While not strictly required, proficiency with architecture-specific techniques for Hopper/Blackwell hardware is a significant advantage. Understanding how to leverage these modern architectures, including PTX assembly, is key to maximizing performance.
What ML frameworks will I integrate CUDA kernels into as a GPU CUDA Engineer at Bespoke Labs?
As a GPU CUDA Engineer, you will integrate optimized kernels into popular machine learning frameworks such as PyTorch, vLLM, Megatron, and TorchTitan. This ensures that the high-performance kernels directly benefit the AI systems being developed.

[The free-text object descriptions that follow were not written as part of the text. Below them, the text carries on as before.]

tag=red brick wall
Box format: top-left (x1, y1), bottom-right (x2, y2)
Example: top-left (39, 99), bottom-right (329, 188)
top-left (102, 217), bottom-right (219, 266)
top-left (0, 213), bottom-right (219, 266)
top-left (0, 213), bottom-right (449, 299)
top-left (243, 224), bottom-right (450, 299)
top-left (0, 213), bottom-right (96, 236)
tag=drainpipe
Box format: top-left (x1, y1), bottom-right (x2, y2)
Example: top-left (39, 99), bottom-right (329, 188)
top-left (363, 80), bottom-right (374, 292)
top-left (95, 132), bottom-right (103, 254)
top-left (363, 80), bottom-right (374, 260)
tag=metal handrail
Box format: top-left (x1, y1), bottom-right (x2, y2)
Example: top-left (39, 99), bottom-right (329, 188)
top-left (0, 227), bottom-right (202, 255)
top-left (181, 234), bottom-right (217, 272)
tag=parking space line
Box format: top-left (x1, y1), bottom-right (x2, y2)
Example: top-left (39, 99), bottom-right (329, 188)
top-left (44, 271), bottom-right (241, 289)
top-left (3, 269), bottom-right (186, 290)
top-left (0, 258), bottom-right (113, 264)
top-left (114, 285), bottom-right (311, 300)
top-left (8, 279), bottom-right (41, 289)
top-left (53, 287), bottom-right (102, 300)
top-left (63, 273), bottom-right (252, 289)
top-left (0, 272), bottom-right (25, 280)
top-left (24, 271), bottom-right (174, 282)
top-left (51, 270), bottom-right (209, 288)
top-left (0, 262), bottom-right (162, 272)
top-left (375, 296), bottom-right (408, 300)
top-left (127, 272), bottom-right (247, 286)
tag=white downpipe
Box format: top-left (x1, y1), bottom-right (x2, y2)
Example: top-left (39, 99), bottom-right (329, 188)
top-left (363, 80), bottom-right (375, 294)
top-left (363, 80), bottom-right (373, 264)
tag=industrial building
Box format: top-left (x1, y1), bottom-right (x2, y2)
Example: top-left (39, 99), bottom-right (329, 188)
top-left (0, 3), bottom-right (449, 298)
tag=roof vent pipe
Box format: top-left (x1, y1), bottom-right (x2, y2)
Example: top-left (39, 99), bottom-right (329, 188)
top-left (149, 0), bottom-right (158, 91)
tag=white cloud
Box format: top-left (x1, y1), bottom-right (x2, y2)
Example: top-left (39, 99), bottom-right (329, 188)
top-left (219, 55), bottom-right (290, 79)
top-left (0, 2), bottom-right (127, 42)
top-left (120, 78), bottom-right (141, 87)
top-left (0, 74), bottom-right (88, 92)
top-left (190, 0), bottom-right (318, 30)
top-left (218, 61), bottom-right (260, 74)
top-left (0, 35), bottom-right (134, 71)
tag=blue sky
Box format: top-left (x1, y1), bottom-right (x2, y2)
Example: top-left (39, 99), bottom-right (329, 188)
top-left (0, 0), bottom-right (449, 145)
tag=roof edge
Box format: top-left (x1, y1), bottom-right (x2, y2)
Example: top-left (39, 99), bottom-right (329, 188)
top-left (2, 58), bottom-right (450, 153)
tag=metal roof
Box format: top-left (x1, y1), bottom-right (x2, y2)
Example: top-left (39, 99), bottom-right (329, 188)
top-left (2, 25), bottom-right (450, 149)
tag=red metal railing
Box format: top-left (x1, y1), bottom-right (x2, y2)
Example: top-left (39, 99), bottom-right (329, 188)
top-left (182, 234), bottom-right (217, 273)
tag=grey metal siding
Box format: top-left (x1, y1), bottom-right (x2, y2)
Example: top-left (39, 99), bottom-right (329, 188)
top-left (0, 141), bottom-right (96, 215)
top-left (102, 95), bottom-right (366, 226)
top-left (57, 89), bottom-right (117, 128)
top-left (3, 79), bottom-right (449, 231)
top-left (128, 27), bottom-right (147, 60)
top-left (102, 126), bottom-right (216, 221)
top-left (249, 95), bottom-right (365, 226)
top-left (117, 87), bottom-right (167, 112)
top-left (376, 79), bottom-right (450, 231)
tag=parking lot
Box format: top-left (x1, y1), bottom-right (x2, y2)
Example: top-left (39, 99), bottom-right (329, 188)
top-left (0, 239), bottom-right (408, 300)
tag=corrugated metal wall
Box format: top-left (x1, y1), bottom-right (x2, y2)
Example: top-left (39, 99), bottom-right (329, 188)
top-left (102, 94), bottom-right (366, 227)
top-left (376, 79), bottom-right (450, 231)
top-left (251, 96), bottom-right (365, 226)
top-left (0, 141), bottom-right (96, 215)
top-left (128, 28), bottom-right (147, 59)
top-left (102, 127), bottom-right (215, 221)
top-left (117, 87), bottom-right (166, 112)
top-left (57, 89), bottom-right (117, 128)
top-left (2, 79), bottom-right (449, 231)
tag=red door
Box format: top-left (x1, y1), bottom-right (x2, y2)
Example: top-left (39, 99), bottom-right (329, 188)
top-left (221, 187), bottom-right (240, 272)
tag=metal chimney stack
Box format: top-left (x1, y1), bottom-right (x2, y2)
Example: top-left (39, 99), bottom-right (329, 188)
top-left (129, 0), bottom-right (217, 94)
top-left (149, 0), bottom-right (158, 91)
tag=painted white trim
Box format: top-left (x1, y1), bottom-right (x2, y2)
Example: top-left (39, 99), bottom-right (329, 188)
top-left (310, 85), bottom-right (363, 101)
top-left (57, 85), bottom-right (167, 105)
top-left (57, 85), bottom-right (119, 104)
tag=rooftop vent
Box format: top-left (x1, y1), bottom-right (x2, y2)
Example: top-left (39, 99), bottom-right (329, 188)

Does Bespoke Labs encourage contributions to open-source GPU projects?
Yes, Bespoke Labs values and encourages contributions to open-source GPU libraries. Experience with or a desire to contribute to projects like Cutlass, Triton, Thrust, or CUB is considered a plus.
What kind of impact can a GPU CUDA Engineer have at Bespoke Labs?
As a GPU CUDA Engineer, you'll have high ownership and direct impact on frontier AI research and production systems. You will be building the core infrastructure that the next generation of AI runs on, working within a small, elite team.
Is this GPU CUDA Engineer role remote or on-site?
The job description indicates the company is located in Mountain View, CA, and does not explicitly state a remote work arrangement. Therefore, it is likely an on-site or potentially hybrid role based in that location.